Alexander Kluge

Sand und Zeit

Bilderatlas
Cover: Sand und Zeit
Suhrkamp Verlag, Berlin 2025
ISBN 9783518432495
Gebunden, 168 Seiten, 25,00 EUR

Klappentext

Sand entsteht über Tausende oder sogar Millionen von Jahren und zählt heute zu den begehrtesten Rohstoffen. Er ist ein Bestandteil von Beton, aber auch Mikrochips werden aus Quarzsand bzw. dem daraus gewonnenen Silizium hergestellt. Solche Mikrochips sind nicht nur in Smartphones und Laptops verbaut, sondern unter anderem auch in Drohnen, und sie werden im Bereich Automatisierung und künstliche Intelligenz genutzt. Für die Gegenwart kann das bedeuten: Drohnen zerstören im Krieg - in wenigen Sekunden - Gebäude und Straßen derart, dass nur noch Staub und Sand übrig bleiben. Ein so fein gemahlener Sand jedoch, der zum Leben und als Rohstoff nunmehr ungeeignet ist.
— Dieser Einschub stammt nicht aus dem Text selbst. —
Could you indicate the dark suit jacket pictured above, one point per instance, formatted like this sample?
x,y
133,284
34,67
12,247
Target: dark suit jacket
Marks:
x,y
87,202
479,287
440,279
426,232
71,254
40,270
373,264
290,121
Rezensionsnotiz zu Süddeutsche Zeitung, 02.09.2025

Durchaus fasziniert betrachtet Rezensent Lothar Müller die KI-Bilder, die Alexander Kluge in seiner neuen Veröffentlichung mitsamt seinen Bildkommentaren abdrucken lässt. Als eine "virtuelle Kamera" bezeichnet Kluge laut Müller die KI, sie ermöglicht es ihm, zum Beispiel, ein Stillleben des 17. Jahrhunderts mit Aufnahmen aus Gaza-Stadt der Gegenwart zu kombinieren. Die Kommentare verbinden ebenfalls verschiedene Zeit- und Raumebenen miteinander, Vorbild der Unternehmung ist der "Bilderatlas Mnemosyne" Aby Warburgs. Bei letzterem ging es um Aufnahmen aus dem Ersten Weltkrieg und auch Kluge beschäftigt sich in seinem eigenen Atlas vor allem mit dem Krieg, so Müller. Es geht Kluge darum, kontrafaktisch dem Schrecken Krieg den Glaube an einen guten Ausgang entgegenzusetzen, das Zauberwort dabei: "Generosität". Ein paar Einwände hat Müller schon, teils verarbeitet Kluge hier altes eigenes Material neu, hier und da schleichen sich außerdem sachliche Fehler beziehungsweise "Leerstellen" ein. Einer abschließenden Wertung enthält sich der Kritiker, gehaltvoll scheint dieser neue Kluge-Streich aber gleichwohl zu sein.